そこだけを見ると、キルコの勝利といっていい内容だ。
ただし、見守っていた騎士たちは皆が共通した思いを抱いていた。
曰く―――
オオタネア・ザン、恐るべし。
―――であった。
通常の騎士であったのならば、必殺といっていいキルコの奇策のすべてを初見で躱し、受けきった事に対する畏怖を改めて抱いたのだ。

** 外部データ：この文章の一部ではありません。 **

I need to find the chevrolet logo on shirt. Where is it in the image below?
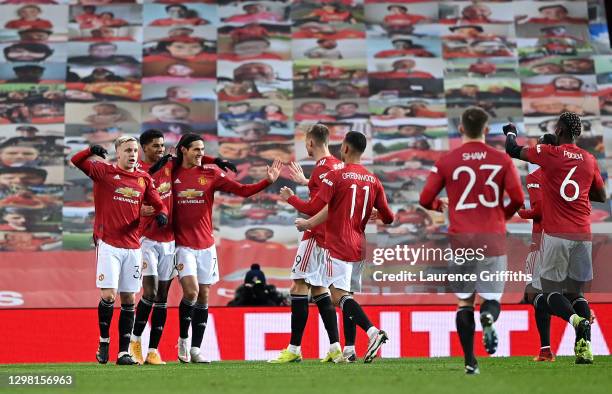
[115,187,140,198]
[178,189,204,198]
[157,182,172,194]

鉄壁のナオミ、天才タナ、達人マイアンですら、あのキルコ相手に無傷でいけるとは思えなかった猛攻であったからだ。
凄まじいの一言だった。
戦場の勘働きというか、予知に等しい力を持っているとしか思えない戦いぶりである。
さすがは我らの大将。
私たち騎士団の最高戦力。
この場に揃った彼女たち全員が目標として、追いかけてきたバイロンの救世旗。
実際に本気で戦ってみて初めてわかる強さであった。
「じゃあ、順番通りにオレがでるよ」
ハーニェ・グウェルトンが戦闘斧を抱えて進み出る。
視線はまっすぐに師を見つめている。
「ハーニェ、はいと」
彼女の親愛なる相棒が声をかけて、肩を叩く。
「行ってくるよ、タナちゃん」
セスシスが教えてくれた親指を立てる挨拶をして、ハーニェは笑う。
タナが見ていてくれるのならば、戦わなければならない。
「―――来たか、グウェルトン」
「はい、姫様」
「おまえの戦い方は教えた私が一番よく知っている。他の連中のように意表は突けんぞ」
「はい、ですが、いいえでもあります」
「なんだと?」
ハーニェは戦闘斧をゆっくりと担ぐ。
「オレの得意とするところが補助であるところは自分でもよくわかっています。それは否定できません」
「では、なんだ」
「―――オレはタナちゃんの影です。タナちゃんを助けて、タナちゃんの敵を削るのが、オレの仕事です」
そう言って、彼女は後方に控えたタナを見やる。
視線を送られたタナは一度だけはっと驚いたのち、力強く頷く。
それだけを確認すると、
「姫様には、それを知っていてもらいたいんです」
「おまえは最強に興味がないのか」
「ありません。所詮、オレは次点です。でも、次点には次点の戦い方がある」
普通ならば、それはただの強がりにすぎない。
だが、ハーニェはすでにそのような無駄な誇りは持っていなかった。
人付き合いの経験もなく、まともに読み書きもできないまま、騎士養成所に入ったせいで他の見習いたちとは圧倒的な差をつけられ、それを最後まで埋めきれなかった過去が彼女を達観させた。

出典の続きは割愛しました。